There's a very common myth surrounding the issue of medical bills and how they impact a person's credit score. Many people erroneously believe that medical bills don't factor into their credit scores, and that lenders can't consider medical debt in their decision to approve a loan. Unfortunately, this is not the case. Medical bills do affect your credit, likely costing thousands of people more than they know. If you have high medical debt, making late payments or ignoring the debt could mean a big hit to your credit score.
Many of us have extremely high medical debt. Whether you didn't have insurance coverage when you got sick, or if costs exceeded your plan's coverage, you're still on the hook to pay the physicians who provided you care.
It is true that most physicians and hospitals don't report medical bills to the three major credit bureaus, which could mean that you're in the clear, so long as the outstanding bill doesn't go to collections. If your debt is transferred to a third-party collections agency, they do report to the credit bureaus, and can use aggressive collection tactics to settle the debt.

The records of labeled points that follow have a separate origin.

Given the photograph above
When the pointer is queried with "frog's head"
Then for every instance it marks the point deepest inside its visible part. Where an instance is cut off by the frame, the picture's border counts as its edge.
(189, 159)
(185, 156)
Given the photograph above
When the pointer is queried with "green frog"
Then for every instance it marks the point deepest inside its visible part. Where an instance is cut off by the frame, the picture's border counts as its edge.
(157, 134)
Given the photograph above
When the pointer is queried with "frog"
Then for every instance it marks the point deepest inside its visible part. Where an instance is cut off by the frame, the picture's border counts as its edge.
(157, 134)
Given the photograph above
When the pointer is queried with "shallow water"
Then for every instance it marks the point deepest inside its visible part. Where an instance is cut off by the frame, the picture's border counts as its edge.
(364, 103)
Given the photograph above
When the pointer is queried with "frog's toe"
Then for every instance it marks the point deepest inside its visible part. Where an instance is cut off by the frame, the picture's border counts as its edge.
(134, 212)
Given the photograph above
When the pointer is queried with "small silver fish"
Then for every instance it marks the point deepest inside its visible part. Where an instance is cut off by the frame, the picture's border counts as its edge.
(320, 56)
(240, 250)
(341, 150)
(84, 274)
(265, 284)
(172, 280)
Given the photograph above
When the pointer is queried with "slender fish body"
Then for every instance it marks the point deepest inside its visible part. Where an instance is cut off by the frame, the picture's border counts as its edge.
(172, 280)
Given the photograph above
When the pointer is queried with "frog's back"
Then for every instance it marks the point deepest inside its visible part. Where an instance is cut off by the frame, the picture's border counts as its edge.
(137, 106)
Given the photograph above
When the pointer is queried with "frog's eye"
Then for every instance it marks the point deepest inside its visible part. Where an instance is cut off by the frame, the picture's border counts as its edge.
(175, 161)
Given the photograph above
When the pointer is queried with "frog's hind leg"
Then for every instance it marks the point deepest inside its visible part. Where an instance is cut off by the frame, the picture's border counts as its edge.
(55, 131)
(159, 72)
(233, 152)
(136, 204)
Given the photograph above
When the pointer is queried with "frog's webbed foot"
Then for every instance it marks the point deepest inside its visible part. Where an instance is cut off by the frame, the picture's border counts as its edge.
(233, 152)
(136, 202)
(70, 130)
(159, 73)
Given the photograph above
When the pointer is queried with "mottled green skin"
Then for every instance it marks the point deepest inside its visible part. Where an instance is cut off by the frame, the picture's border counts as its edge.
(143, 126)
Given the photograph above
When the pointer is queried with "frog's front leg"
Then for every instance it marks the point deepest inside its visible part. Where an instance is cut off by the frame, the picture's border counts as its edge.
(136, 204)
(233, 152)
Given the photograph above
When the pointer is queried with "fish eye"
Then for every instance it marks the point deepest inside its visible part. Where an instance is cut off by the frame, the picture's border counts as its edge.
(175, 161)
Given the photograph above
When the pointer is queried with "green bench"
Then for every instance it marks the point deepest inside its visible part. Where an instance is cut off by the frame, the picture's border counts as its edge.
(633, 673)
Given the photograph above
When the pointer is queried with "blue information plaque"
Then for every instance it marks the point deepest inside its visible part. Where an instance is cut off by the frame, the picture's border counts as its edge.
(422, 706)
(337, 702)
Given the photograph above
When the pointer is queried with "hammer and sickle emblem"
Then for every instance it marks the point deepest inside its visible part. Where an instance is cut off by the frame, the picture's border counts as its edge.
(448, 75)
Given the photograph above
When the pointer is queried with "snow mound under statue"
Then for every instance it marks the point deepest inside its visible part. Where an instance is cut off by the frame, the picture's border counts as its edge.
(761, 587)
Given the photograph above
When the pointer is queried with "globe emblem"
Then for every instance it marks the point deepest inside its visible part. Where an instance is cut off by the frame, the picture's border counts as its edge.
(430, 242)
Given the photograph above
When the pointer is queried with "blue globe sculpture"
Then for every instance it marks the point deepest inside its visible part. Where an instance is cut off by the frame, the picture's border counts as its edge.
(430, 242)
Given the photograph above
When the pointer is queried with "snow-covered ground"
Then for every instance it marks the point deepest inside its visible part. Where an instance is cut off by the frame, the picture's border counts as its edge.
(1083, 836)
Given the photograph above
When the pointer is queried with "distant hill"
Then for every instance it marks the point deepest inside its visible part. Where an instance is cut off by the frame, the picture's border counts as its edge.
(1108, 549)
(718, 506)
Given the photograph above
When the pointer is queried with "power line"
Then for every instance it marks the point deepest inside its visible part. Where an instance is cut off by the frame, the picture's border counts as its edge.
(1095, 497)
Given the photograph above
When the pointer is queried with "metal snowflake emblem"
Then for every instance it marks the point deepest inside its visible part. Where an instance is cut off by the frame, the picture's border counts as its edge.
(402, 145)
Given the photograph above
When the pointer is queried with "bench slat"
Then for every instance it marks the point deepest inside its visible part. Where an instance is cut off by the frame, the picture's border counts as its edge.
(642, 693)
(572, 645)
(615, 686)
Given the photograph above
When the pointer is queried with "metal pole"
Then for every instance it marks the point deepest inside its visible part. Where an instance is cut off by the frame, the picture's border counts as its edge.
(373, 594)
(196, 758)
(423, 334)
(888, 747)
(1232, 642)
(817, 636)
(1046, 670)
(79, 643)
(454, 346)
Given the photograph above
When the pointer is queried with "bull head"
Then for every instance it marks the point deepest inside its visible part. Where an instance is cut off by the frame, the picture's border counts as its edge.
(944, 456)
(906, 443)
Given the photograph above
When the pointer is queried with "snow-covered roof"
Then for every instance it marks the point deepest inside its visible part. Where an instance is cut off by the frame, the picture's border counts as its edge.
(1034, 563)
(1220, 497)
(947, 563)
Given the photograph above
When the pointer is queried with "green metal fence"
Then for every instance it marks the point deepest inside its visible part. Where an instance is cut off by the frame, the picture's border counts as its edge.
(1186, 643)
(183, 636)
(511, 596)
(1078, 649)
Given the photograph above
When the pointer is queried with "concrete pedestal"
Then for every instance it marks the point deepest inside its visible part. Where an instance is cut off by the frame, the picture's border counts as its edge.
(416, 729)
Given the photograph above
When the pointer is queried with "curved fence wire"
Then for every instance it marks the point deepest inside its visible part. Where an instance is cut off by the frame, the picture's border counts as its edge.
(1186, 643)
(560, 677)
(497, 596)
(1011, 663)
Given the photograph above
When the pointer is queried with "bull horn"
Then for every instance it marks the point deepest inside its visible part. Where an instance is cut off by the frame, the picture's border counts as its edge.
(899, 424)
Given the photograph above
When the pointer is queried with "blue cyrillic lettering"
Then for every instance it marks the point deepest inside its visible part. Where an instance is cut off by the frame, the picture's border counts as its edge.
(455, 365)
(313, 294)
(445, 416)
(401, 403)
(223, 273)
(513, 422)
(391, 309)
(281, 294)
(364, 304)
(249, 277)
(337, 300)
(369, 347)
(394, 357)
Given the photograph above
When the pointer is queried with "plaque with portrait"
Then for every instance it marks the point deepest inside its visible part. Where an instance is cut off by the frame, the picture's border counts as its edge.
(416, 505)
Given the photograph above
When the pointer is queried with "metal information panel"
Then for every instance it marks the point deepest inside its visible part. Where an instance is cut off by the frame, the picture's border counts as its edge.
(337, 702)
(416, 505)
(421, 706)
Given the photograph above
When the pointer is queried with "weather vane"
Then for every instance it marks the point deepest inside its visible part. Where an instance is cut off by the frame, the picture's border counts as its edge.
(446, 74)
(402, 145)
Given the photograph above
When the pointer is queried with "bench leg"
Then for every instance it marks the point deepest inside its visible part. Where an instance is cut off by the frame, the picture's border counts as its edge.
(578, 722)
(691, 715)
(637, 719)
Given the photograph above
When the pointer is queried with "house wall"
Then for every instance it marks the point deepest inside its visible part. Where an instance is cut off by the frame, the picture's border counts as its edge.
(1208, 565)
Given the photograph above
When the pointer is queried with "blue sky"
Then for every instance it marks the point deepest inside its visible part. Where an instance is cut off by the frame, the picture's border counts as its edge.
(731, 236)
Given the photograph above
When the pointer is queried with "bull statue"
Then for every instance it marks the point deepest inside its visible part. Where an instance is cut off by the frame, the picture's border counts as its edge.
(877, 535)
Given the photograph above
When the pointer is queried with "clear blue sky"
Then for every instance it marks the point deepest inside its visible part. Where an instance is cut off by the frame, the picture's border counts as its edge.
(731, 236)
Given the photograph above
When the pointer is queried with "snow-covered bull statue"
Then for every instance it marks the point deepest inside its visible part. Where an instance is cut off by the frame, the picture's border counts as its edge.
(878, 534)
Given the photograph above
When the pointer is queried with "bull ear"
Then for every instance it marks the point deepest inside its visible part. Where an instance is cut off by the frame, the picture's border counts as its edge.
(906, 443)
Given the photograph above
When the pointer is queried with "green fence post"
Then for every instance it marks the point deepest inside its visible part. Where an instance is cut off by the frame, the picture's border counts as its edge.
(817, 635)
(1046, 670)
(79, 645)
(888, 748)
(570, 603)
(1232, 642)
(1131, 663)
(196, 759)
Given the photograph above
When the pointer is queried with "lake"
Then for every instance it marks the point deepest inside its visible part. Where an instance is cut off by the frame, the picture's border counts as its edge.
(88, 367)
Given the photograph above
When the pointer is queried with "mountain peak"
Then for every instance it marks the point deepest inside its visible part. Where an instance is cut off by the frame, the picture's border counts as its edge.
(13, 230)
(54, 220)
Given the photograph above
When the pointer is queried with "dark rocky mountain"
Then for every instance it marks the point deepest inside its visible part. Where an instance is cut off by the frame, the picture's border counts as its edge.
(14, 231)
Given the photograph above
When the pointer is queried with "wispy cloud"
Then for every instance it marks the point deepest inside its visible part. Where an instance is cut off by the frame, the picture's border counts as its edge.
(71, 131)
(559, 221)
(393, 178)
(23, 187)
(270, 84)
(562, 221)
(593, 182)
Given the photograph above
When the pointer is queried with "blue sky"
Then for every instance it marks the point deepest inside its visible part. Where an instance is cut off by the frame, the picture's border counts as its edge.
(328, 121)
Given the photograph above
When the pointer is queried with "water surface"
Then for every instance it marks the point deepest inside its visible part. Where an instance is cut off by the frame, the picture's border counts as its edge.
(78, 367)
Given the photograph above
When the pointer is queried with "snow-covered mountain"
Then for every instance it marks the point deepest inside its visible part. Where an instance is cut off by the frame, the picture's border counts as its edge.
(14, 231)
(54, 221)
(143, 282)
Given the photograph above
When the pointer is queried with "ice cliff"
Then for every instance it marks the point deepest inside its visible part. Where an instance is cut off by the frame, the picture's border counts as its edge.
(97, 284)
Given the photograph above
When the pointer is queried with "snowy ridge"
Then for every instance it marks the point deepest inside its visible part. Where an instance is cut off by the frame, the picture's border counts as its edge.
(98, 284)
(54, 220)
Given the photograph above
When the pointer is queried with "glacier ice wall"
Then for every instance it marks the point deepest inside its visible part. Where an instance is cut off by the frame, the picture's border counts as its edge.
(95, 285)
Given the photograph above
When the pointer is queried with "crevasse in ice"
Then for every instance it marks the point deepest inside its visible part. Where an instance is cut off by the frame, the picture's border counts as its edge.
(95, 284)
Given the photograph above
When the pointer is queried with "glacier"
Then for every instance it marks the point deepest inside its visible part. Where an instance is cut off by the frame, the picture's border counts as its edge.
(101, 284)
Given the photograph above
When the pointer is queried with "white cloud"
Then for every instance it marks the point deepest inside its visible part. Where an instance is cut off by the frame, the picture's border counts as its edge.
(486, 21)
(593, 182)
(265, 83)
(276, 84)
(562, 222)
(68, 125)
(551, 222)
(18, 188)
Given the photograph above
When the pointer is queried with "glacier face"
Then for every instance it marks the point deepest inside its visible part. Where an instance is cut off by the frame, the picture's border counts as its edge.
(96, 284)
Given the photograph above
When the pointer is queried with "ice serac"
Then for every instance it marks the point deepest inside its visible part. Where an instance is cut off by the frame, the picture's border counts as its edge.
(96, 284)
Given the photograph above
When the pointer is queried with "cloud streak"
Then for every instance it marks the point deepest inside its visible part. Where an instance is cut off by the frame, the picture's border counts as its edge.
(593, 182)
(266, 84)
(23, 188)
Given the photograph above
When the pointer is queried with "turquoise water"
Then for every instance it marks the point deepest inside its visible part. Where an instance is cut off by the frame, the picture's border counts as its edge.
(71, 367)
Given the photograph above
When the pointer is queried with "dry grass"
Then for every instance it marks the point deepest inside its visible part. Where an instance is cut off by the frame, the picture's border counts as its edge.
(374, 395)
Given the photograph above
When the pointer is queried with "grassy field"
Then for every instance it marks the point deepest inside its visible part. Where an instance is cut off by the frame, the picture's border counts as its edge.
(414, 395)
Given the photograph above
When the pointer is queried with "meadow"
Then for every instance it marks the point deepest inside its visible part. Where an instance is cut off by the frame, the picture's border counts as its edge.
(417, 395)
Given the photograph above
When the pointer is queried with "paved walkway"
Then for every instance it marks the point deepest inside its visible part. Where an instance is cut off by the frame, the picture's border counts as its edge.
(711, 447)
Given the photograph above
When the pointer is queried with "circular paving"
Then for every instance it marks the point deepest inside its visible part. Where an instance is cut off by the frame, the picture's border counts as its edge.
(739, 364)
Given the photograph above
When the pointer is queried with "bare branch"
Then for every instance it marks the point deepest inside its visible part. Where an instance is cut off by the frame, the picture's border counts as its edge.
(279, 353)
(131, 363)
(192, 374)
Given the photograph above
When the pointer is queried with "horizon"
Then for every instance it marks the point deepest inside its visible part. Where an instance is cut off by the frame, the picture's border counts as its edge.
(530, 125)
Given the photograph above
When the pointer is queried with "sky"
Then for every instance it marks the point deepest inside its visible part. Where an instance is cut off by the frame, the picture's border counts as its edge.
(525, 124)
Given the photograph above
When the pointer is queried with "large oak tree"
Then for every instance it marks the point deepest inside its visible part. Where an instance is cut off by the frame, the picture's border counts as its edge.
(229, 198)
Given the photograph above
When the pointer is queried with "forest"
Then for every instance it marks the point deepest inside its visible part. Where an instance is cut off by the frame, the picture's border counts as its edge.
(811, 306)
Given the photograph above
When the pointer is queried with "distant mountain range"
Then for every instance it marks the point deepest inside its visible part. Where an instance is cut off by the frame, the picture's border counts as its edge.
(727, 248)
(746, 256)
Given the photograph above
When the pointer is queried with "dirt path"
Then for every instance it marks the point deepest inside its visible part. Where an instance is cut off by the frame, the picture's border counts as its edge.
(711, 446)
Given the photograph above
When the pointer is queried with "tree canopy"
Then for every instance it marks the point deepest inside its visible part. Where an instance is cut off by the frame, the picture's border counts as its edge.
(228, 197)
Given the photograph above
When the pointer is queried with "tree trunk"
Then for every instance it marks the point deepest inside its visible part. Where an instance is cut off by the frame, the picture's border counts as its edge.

Medical collections, though, are still a part of most lenders' approval process. The debt isn't considered less important, and your medical bills could prevent you from being approved for a home or car loan.
If you've been unable to work after an injury or illness, you could be looking at a serious financial crisis. One study showed that medical debt is the number one cause of bankruptcy in the United States 56 million Americans currently have extremely high medical bills.
Your credit score is an important part of your financial future, and it's important to keep medical bills out of the way if at all possible. If you're having trouble paying, work with doctors and other providers to set up a payment plan, and stick to it. If you are completely unable to pay back medical debt, you may need to consider getting professional help.
Facing high medical bills is extremely challenging, but there are a number of services that can help you fight back against your debt. Working with a credit counselor can help you consolidate bills, and work out settlements with accounts that have been sent to collections. You can always improve your credit score over time, but the increases come slowly.